Jakarta, Netral.co.id – Kementerian Keuangan (Kemenkeu) mencatat Anggaran Pendapatan dan Belanja Negara (APBN) 2025 mengalami defisit sebesar Rp 31,2 triliun atau 0,13% terhadap Produk Domestik Bruto (PDB) pada Februari 2025.
Angka ini melebar jika dibandingkan angka defisit Januari 2025 yang sebesar Rp 23,5 triliun atau 0,10% terhadap PDB.
Kondisi ini juga berbeda jika dibandingkan kondisi APBN pada Februari 2024 yang mengalami surplus Rp 26 triliun atau 0,11% terhadap PDB.

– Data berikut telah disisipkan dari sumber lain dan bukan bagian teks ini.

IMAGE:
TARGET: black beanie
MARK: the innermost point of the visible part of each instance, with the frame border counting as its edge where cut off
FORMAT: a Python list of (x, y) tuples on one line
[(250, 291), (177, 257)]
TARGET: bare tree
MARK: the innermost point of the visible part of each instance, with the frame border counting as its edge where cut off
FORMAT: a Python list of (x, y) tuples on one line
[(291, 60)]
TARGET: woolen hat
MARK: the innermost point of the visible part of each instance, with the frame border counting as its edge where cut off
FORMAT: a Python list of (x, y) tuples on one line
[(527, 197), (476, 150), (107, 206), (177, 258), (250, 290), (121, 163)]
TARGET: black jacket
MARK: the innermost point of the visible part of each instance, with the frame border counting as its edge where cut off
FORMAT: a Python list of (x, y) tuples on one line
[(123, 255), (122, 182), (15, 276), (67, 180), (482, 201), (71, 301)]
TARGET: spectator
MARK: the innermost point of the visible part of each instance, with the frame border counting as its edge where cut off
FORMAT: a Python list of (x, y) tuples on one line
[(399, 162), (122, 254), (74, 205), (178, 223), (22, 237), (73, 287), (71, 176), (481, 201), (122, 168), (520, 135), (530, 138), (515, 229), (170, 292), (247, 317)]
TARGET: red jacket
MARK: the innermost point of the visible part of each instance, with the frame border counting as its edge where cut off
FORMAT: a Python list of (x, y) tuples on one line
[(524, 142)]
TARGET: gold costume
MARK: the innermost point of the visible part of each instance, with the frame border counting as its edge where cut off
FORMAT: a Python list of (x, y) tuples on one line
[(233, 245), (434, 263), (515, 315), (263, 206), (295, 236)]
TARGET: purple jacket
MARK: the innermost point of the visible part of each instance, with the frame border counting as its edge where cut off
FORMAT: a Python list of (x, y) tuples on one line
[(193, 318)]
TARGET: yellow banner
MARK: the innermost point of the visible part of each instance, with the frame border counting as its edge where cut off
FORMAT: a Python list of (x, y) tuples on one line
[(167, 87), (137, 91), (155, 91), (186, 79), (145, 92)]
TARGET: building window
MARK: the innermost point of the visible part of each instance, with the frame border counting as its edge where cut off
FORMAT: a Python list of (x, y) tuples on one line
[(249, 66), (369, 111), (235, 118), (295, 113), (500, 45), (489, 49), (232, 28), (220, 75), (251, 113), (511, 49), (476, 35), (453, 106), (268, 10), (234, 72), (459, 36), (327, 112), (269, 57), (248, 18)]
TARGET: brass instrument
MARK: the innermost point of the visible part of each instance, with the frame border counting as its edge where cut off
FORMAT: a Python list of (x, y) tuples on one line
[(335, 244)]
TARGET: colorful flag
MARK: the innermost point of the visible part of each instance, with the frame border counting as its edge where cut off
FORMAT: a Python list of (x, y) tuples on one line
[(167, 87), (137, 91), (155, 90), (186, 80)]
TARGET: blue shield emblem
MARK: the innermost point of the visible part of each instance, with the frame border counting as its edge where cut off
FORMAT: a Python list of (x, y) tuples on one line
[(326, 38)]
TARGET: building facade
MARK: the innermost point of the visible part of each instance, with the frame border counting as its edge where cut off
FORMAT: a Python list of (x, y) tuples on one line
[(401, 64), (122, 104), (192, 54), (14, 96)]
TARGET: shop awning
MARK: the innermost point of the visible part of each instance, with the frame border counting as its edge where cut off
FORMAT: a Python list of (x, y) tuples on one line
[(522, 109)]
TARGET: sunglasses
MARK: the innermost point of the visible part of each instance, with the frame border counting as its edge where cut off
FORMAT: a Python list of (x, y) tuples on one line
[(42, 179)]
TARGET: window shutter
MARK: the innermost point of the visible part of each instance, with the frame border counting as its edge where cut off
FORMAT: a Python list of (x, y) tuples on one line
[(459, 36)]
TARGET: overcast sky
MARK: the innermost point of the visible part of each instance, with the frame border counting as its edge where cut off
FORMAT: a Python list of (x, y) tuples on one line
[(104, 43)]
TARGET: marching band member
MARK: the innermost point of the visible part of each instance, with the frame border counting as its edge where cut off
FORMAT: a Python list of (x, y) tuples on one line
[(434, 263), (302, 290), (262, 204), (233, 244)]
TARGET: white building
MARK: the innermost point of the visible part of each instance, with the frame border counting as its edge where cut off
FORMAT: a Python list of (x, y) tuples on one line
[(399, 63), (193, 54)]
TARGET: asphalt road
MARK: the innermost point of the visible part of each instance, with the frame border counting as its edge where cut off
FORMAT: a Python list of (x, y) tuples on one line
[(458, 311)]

Defisit APBN ini disebabkan karena pendapatan negara yang lebih rendah dibandingkan kebutuhan belanja negara yang meningkat.
“Jadi ini defisit 0,13% masih di dalam target desain APBN 2025 yaitu 2,53% dari PDB yaitu Rp 616,2 triliun,” ujar Menteri Keuangan Sri Mulyani dalam Konferensi Pers APBN Kita di Jakarta, Kamis 13 Maret 2025.
Baca Juga : Investor Waspada, Realisasi APBN 2025 Diduga Alami Tekanan
Tercatat, pendapatan negara per akhir Februari 2025 mencapai Rp 316,9 triliun atau setara 10,5% dari target sebesar Rp 3.005,1 triliun.
Sementara itu, realisasi belanja negara mencapai Rp 348,1 triliun. Realisasi ini setara 9,6% dari target APBN 2025 sebesar Rp 3.621,31 triliun.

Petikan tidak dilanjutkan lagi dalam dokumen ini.